Use this checklist before the Zap goes live:

  • Define one stable key in a single sentence.
  • Set one replay window, 15 minutes, 24 hours, or 7 days.
  • Put the check before the first write, message, or update.
  • Separate true duplicates from legitimate edits.
  • Test the same payload twice, 30 seconds apart.
  • Test one edited payload to confirm it reaches the update path.
  • Set a cleanup rule for expired keys and backfills.

A good final test is plain and repeatable. Send the same event twice and confirm only the first pass reaches the action. Then change one field that should count as a real update and confirm the Zap routes it correctly. If both tests pass, the duplicate rule is in the right place.

Common Mistakes

A few mistakes create most duplicate problems:

  • Using name or email alone as the key: those fields are not unique enough. Use a source ID or a composite key.
  • Blocking after a side effect: the duplicate still writes once. Move the block earlier.
  • Treating edits as duplicates: a real update gets lost. Separate update logic from repeat logic.
  • Leaving keys forever: the workflow turns into a permanent block. Set expiry.
  • Ignoring backfills: old records re-enter the system and look like duplicates. Give imports their own window.
  • Using timestamps alone: two records in the same second collapse into one. Pair time with identity.

The fix is to keep the rule narrow enough to stop repeats and broad enough to protect the write step. Anything else creates either clutter or data loss.

Bottom Line

Use the simplest dedupe rule that blocks the second side effect before it starts. For short retries and stable IDs, a key store with a tight window solves most cases. For money, CRM, inventory, or compliance workflows, push the idempotency upstream and treat Zapier as the guardrail, not the source of truth.

The lowest-maintenance setup is the one that fits the source behavior. If the source is clean, keep the Zap simple. If the source is noisy, spend the extra effort on identity and expiry instead of paying for cleanup later.

FAQ

How do I tell whether the source or Zapier caused the duplicate?

Compare the source delivery log with Zap history. If the source shows two deliveries, the retry happened upstream. If Zap history shows one trigger that ran twice across different paths or retries, tighten the dedupe key or move the check earlier.

Is a Filter step enough for duplicate events?

Yes for low-cost alerts and internal notifications.
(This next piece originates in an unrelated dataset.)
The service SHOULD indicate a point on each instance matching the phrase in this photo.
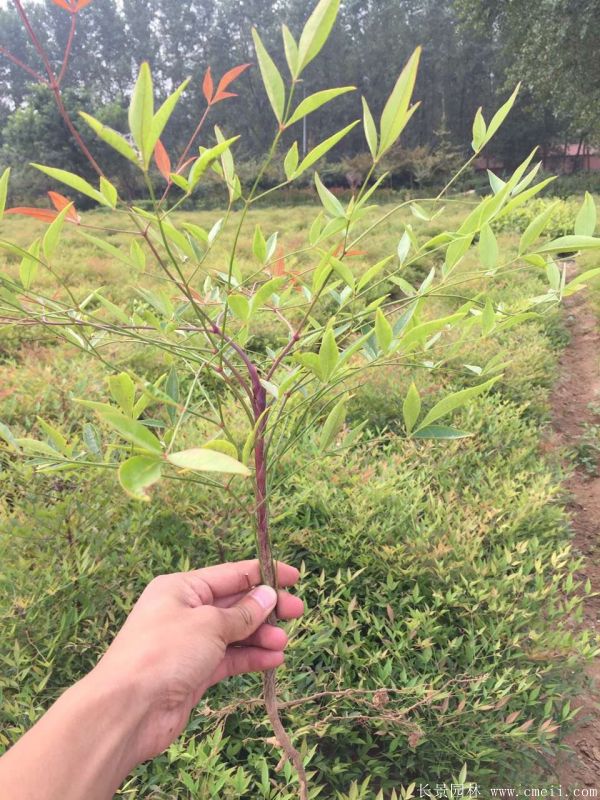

No for invoices, CRM records, inventory changes, or any action that creates a durable side effect. Those workflows need storage or source-side idempotency.

What key works best for dedupe in Zapier?

A stable event ID or UUID works best. If the source does not expose one, use record ID plus event type plus an updated_at bucket. Do not use name, email, or title alone.

How long should the dedupe window last?

Use 15 minutes for normal webhook retry loops, 24 hours for same-day repeats, and 7 days for backfills or bulk imports. Longer windows raise the cleanup burden, so only extend them when the source behavior demands it.

What if a duplicate event is really an update?

Treat it as an update, not a duplicate. Route it to an upsert or edit step and leave the block only for identical repeats. That keeps valid changes from disappearing.

Do polling triggers need the same dedupe logic as webhooks?

Yes, but the key usually changes. Polling triggers need record ID plus updated_at, because the same record can appear in more than one polling cycle. Webhooks lean harder on event IDs and retry windows.

What if the source sends the same event after a day or two?

Use a longer storage window or move the dedupe upstream. A 15-minute replay window does not cover late retries, and a one-day store does not cover batch replays that arrive later. The expiry has to match the source, not the other way around.